PARENTS

Headteacher Abused After Banning Parents From Smoking At School Gates

14/08/2014 16:54 | Updated 22 May 2015

A woman lights a cigarette outside a caf

A headteacher has become the victim of a 'hate campaign' after she banned parents from smoking at the school gate.

Susan Papas was sent in to turn around Selsdon Primary School in south London after it was deemed as failing by Ofsted.

Shortly after her arrival in September, she asked parents not to smoke outside the school gates, as, she said, 'some may see this as setting a bad example'.

The Express reports that Mrs Papas then came in for abuse from parents - with some even starting an anonymous petition called 'Get the bitches out".

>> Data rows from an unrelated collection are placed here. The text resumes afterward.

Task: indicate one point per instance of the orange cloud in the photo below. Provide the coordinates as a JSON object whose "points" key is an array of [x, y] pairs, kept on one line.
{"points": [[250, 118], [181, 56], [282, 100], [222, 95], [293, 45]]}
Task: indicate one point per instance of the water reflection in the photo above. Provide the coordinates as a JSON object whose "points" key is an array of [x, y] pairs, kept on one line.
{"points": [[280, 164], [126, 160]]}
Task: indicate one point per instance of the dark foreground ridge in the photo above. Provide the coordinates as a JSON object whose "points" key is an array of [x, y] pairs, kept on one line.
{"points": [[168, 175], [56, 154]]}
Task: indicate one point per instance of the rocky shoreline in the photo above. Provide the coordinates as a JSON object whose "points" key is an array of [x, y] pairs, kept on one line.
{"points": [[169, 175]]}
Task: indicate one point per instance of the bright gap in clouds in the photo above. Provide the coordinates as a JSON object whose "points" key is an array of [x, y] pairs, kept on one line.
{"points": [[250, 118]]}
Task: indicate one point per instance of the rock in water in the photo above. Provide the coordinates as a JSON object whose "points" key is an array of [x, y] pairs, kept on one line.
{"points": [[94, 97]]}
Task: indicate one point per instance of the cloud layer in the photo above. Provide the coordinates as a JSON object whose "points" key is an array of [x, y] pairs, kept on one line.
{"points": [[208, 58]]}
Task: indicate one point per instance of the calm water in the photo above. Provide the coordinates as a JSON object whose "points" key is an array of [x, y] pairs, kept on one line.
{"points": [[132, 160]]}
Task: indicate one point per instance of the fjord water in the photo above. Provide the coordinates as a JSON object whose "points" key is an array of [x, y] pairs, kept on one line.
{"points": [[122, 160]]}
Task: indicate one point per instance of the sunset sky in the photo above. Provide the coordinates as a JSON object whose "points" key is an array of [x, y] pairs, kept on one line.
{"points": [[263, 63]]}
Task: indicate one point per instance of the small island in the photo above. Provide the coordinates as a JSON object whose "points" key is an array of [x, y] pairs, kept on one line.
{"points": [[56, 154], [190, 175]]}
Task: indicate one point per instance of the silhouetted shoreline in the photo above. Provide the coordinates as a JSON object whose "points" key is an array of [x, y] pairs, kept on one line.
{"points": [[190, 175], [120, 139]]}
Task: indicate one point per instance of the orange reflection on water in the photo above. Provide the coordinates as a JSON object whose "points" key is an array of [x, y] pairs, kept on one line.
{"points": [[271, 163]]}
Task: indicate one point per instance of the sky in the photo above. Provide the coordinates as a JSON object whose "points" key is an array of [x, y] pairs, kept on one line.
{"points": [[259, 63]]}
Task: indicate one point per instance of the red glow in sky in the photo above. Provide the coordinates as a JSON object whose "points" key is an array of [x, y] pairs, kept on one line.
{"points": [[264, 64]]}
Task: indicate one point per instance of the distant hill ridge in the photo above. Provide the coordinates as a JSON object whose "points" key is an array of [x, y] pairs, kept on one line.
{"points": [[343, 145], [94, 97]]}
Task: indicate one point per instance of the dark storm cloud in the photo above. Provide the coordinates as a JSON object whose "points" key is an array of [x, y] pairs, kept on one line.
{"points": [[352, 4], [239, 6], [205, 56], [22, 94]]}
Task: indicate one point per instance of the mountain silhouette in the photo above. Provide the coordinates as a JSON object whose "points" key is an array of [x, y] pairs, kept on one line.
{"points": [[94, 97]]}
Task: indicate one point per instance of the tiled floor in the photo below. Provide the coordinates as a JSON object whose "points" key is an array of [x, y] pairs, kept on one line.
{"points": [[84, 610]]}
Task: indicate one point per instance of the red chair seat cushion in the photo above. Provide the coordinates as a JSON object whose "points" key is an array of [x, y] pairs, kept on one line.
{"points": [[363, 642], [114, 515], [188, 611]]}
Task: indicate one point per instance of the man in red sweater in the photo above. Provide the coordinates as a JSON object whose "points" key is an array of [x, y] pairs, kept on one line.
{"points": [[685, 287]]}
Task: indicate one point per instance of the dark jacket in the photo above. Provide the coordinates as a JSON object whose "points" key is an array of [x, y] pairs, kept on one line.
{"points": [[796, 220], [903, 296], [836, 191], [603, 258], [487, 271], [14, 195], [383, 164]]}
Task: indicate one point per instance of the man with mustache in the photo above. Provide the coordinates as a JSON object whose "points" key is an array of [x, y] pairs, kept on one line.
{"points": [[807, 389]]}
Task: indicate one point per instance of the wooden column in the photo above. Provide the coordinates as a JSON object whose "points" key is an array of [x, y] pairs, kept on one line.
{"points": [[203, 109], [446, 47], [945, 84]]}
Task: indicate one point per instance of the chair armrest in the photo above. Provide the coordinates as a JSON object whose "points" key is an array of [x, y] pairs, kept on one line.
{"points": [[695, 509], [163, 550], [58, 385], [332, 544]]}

Mrs Papas also endured vile messages on her blog, and had parents threaten to stage a smoking 'picket line' outside the school.

The teacher said that she had expected 'some resistance' to her stance on smoking, but told reporters she had not bargained for 'nastiness and threats'.

"I just want to make sure the children do well. All this unpleasantness is a handful of parents. I think for a long time they have been allowed to bully the other parents, so it was time to take a stand," she said.

Mrs Papas said another member of staff and another parent brought her attention to the petition after it was posted through their doors overnight.

"Two people, a parent and a member of staff, told me that an anonymous petition had been put through their door overnight. Apparently it was headed Get The Bitches Out.

"It was aimed at me and one of the deputies. I asked around and discovered that some parents were planning to line up across the school gates with cigarettes and form some sort of smoking picket line.

"I guess it is inevitable there would be some comeback but what is really puzzling me is the nastiness of it and over things that seem so ridiculous."

A group of parents had also threatened in messages online to 'smash up the van' belonging to a mum who had been asked by Mrs Papas to sell cakes in the playground as a weekly treat for the children.

Cake-maker Donna Mullings had been approached to make and sell her produce on Fridays after school.

"One woman did say to me that she didn't want an argument with her child in the playground over having a cake," Mrs Papas said. "But they are priced at 10p or 20p and surely they will have the same problem every time they take their child to the supermarket. It just seemed ludicrous."

Mrs Papas said she thought the abuse that was appearing on her blog about the cakes was 'unreal', as parents compared the health implications of eating them with the dangers of smoking.

She said she had never before 'experienced the level of negativity and bad manners displayed by a handful of parents here' and urged any parent who had been sent the petition to hand it in to the school's reception.